There were times I bent my head to wipe away an escaping tear. SO many people in one place working to transform our culture into a place where all people are recognized for what we have to offer and where those assets are recorded and rewarded. Certainly we are meeting needs that would otherwise not be met if we were only using cash. We are also rewiring our brains: I want to know the people around me and engage in my whole community. This is the hard work - really committing to re-build community. Some of us may already know that it can be sticky sometimes - communication styles vary and we're so used to depending on the dollar to meet our needs. What happens when we depend on PEOPLE? Believe me, I know how hard that is. A few have heard me say that I was raised to believe that I am the only one I can count on and that if someone does me a favor I owe them. I am so tired of keeping that tally in my brain, and I am so tired of declining help, even if I need it. Fortunately, its not "all or nothing." We can do one thing a day, a week, a month and start to make change. Many of you have joined the time bank and haven't yet started exchanging... take the leap... go meet someone you don't know in the time bank. Invite them to coffee/tea/food. It really is something simple you can do to make a difference - a call to action really.

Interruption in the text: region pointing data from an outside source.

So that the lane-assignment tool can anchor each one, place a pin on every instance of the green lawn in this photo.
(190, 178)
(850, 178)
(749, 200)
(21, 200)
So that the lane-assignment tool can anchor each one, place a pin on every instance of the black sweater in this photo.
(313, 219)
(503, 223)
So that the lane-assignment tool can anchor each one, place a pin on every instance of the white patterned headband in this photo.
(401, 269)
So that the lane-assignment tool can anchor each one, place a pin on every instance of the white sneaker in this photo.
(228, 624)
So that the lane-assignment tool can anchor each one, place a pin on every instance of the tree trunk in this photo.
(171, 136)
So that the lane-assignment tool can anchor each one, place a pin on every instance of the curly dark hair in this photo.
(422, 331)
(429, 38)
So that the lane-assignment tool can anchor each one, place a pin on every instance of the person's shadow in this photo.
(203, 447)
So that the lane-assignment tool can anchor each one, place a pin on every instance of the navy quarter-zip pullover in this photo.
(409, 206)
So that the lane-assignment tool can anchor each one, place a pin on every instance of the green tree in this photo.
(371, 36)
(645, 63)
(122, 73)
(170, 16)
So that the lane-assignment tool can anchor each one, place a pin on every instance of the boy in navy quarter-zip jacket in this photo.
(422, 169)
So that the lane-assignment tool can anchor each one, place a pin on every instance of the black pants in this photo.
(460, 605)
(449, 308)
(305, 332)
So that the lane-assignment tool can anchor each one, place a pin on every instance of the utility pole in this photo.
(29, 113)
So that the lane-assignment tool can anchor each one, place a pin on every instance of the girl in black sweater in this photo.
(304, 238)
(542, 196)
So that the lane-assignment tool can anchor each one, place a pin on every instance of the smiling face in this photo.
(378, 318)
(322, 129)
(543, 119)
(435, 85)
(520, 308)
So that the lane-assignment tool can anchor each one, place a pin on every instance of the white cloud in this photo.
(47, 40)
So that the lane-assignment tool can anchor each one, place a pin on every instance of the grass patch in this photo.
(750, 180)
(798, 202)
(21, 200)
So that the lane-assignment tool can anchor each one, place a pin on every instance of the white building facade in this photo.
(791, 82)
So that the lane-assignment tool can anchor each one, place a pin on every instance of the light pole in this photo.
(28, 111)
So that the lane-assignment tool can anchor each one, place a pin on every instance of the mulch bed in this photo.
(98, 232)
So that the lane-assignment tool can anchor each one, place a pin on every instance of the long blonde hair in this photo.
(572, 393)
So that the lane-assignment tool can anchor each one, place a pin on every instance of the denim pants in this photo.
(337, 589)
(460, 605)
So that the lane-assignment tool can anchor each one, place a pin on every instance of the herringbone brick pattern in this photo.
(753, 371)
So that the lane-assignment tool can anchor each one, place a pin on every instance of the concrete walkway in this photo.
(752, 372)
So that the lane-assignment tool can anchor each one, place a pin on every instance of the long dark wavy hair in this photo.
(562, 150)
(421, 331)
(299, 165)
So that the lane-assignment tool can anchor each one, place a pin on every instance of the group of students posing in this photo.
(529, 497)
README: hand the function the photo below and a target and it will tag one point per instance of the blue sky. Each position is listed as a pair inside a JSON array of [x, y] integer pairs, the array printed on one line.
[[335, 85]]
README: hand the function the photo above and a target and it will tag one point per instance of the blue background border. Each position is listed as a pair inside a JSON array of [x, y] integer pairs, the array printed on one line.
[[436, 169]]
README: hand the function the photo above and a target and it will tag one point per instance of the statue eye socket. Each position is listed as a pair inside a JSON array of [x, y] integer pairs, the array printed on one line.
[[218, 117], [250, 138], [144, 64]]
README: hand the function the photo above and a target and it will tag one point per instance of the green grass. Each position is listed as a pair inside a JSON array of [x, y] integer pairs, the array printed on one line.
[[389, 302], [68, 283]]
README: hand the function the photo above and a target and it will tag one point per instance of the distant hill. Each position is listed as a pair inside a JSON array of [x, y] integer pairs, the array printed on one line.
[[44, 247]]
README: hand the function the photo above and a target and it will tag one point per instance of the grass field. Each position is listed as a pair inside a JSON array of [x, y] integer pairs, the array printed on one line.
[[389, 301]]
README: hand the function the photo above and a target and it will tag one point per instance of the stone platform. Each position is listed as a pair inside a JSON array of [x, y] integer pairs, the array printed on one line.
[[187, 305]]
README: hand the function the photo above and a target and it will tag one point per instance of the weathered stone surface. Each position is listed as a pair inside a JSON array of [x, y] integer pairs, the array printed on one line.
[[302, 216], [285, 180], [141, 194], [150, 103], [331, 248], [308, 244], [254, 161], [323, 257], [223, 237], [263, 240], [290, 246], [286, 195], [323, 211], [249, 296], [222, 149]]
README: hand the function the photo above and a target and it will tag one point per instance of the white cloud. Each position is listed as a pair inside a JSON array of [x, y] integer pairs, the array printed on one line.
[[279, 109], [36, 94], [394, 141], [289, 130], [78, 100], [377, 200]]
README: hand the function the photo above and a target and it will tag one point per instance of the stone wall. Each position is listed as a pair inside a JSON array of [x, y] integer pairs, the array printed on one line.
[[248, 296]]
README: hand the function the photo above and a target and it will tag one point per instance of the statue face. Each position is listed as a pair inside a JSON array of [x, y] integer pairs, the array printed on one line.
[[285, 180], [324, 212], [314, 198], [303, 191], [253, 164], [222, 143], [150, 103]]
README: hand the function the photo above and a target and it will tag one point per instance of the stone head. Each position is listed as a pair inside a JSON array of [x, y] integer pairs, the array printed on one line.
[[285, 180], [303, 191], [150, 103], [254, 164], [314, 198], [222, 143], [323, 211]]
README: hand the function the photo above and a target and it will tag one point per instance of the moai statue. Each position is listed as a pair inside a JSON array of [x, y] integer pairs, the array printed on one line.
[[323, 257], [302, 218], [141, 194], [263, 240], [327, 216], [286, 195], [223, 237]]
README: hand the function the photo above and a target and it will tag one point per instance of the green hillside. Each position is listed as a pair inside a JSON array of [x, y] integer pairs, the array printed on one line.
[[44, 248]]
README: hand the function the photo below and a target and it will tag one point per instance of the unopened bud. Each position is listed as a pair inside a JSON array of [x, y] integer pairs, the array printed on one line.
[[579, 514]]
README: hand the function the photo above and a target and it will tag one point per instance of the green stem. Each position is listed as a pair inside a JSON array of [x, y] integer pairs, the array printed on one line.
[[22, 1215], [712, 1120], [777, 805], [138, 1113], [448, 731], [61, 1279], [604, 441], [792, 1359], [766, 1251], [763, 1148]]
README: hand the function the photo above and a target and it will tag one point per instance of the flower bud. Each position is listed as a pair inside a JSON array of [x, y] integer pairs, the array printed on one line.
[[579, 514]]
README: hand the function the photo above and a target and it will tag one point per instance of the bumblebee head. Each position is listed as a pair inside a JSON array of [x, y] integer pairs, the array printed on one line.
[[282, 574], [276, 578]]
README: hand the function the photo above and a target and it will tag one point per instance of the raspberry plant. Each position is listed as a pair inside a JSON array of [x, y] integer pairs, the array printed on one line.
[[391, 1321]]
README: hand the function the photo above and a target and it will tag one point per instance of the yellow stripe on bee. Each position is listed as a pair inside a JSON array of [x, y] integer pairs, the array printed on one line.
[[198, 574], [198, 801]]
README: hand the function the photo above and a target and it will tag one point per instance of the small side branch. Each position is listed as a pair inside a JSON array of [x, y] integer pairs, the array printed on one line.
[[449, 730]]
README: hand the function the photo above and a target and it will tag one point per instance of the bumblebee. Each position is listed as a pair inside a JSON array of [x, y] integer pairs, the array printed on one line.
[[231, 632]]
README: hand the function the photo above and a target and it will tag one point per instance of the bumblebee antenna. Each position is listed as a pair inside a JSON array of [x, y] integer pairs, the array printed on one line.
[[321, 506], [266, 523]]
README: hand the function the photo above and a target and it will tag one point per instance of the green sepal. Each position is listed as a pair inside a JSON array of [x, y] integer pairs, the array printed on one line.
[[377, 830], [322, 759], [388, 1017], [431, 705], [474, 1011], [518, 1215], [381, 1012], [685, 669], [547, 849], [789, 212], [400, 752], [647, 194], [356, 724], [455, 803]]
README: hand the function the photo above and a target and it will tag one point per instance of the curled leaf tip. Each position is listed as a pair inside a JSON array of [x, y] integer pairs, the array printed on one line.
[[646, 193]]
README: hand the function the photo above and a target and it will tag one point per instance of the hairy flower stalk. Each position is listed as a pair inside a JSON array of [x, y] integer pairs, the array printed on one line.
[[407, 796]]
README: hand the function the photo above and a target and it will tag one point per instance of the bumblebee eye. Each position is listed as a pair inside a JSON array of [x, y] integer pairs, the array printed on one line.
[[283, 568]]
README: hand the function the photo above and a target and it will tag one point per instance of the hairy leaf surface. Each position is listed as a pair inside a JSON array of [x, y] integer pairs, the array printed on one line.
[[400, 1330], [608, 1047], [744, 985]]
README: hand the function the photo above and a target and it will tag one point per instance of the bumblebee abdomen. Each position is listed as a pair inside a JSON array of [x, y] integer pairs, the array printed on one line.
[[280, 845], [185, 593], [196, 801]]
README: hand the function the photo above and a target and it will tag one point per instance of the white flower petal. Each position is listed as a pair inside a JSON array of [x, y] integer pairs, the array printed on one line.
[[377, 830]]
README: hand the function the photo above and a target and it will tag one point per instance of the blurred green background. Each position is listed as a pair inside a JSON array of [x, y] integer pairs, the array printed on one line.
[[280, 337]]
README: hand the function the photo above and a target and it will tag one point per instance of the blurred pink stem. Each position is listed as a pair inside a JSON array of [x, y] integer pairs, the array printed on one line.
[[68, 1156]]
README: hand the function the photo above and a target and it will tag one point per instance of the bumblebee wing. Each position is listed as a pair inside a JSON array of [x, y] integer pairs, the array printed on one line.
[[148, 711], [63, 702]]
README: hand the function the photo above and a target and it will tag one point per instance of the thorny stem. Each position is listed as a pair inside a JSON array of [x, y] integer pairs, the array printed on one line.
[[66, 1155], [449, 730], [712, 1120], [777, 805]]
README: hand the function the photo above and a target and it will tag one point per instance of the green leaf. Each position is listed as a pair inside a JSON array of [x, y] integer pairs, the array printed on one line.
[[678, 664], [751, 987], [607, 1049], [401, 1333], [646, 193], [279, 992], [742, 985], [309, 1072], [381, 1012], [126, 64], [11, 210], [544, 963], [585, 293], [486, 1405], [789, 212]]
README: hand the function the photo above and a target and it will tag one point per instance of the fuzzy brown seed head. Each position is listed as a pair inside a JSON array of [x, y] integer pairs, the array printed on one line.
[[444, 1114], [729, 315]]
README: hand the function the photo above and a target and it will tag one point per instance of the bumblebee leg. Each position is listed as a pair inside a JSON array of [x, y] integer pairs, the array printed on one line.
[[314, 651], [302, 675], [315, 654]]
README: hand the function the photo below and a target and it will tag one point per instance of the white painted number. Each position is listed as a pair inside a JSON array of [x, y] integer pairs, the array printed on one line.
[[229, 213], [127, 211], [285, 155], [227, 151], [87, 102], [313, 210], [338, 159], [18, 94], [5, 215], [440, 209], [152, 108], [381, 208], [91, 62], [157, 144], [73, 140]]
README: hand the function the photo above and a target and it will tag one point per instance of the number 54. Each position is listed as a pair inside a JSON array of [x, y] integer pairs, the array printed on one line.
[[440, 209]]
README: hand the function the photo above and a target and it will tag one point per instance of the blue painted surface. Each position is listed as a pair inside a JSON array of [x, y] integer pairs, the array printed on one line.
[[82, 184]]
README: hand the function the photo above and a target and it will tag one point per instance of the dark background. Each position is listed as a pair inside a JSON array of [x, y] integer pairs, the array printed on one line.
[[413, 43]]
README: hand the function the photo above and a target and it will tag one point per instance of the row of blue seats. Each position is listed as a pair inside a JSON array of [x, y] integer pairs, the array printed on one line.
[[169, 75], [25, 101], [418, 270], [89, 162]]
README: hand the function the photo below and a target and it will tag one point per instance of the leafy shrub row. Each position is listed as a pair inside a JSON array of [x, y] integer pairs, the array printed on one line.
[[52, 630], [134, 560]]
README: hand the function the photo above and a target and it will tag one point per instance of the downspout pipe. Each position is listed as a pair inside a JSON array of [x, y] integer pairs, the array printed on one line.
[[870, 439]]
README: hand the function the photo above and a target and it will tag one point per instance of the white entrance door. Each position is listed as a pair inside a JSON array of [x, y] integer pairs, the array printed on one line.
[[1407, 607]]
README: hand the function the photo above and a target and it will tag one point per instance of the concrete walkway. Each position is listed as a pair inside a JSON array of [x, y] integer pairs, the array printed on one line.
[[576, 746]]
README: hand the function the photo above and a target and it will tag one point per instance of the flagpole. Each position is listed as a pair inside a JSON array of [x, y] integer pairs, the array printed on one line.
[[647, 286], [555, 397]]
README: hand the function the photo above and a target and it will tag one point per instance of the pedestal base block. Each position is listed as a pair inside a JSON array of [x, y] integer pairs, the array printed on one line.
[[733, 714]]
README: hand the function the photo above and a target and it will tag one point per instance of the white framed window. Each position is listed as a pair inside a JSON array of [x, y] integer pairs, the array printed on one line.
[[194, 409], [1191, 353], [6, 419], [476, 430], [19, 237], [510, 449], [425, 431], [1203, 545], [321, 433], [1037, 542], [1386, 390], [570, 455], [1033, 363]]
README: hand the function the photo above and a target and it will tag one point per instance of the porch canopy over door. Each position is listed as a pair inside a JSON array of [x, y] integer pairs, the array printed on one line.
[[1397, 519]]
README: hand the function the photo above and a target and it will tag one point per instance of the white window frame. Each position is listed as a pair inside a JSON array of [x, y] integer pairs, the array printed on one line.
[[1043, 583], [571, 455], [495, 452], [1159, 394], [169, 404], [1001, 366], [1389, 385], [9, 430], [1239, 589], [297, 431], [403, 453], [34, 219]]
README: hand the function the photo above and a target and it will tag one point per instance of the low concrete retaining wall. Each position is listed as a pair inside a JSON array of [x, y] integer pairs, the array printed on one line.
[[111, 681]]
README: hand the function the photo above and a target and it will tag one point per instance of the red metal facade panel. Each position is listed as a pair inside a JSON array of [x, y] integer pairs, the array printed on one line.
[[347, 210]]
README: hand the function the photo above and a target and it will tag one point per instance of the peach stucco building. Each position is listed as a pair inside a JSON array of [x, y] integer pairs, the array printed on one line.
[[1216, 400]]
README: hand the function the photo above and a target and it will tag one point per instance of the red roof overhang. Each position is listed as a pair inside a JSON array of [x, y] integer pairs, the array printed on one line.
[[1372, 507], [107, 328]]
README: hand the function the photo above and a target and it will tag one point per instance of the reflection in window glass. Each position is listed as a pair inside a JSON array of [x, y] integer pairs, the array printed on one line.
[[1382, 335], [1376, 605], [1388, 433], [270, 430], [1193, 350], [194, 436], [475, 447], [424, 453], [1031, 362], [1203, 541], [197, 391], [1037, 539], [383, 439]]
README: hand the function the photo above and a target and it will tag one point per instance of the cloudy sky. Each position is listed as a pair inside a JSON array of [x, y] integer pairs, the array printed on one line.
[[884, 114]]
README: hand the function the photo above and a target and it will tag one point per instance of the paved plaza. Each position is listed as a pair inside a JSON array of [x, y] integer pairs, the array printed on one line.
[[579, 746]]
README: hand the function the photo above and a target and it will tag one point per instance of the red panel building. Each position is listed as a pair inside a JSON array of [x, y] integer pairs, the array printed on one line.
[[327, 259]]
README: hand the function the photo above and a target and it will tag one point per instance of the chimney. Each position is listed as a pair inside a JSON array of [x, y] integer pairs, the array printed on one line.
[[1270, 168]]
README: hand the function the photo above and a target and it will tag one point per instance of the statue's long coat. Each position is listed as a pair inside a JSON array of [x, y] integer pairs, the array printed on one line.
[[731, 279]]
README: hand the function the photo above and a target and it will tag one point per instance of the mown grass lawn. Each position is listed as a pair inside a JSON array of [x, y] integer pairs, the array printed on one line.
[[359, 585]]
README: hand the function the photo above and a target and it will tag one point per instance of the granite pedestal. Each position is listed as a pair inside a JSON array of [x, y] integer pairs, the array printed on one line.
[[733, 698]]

Indeed, so used to depending on the dollar are we that to depend on actual people is scary. But in fact, we are not really becoming more dependent when we enter the world of time banking. We are simply exchanging dependency on distant strangers for dependency on people we know. And that, as Adrianne implies, is what community is. It is a group of mutually dependent people.

We cannot have it both ways -- we cannot have independence and community at the same time. Community is not an add-on to a modern consumer life; it is a fundamental shift in being.

There will always be ways in which we depend on distant strangers. Ours is an interconnected world with a global coordination of labor, or, we might say, of gifts. If you use technology, for example a telephone or the internet, you are dependent on millions of people around the world who contribute to the production and maintenance of high-tech systems. That is why I think a money economy will continue to exist. It will occupy a diminished role, however, as we turn toward local providers to meet those needs that CAN be met locally.

In our highly monetized society today, we hardly depend on anyone we know; in fact, we pride ourselves on not depending. But like Adrianne, many of us are getting tired of living in an alienating, atomized society. We want not independence, but ties. But to develop them can be scary, because immersed in the mythology of the separate self, we want not to depend on anyone. To have money meant, "I don't need your gifts, I can pay for it, thank you." To receive gifts, to receive charity, puts us in a position of obligation, of debt. Strange it is to me, that people prefer to owe money to vast impersonal institutions than to owe favors to those around them.

Time banking and other forms of local gift economy entail a shift of consciousness, so that we no longer fear connection. To receive is to owe: even if no one is keeping track, when we receive the gifts of others we are cast naturally into a feeling of gratitude, and from it, the desire to give in turn.

The freedom of financial independence is a fake freedom, because it means dependence on distant strangers. It is also a useless freedom, because whether or not moved by obligation, we desire to give anyway. Are we so stingy that we wish never to owe anyone a favor?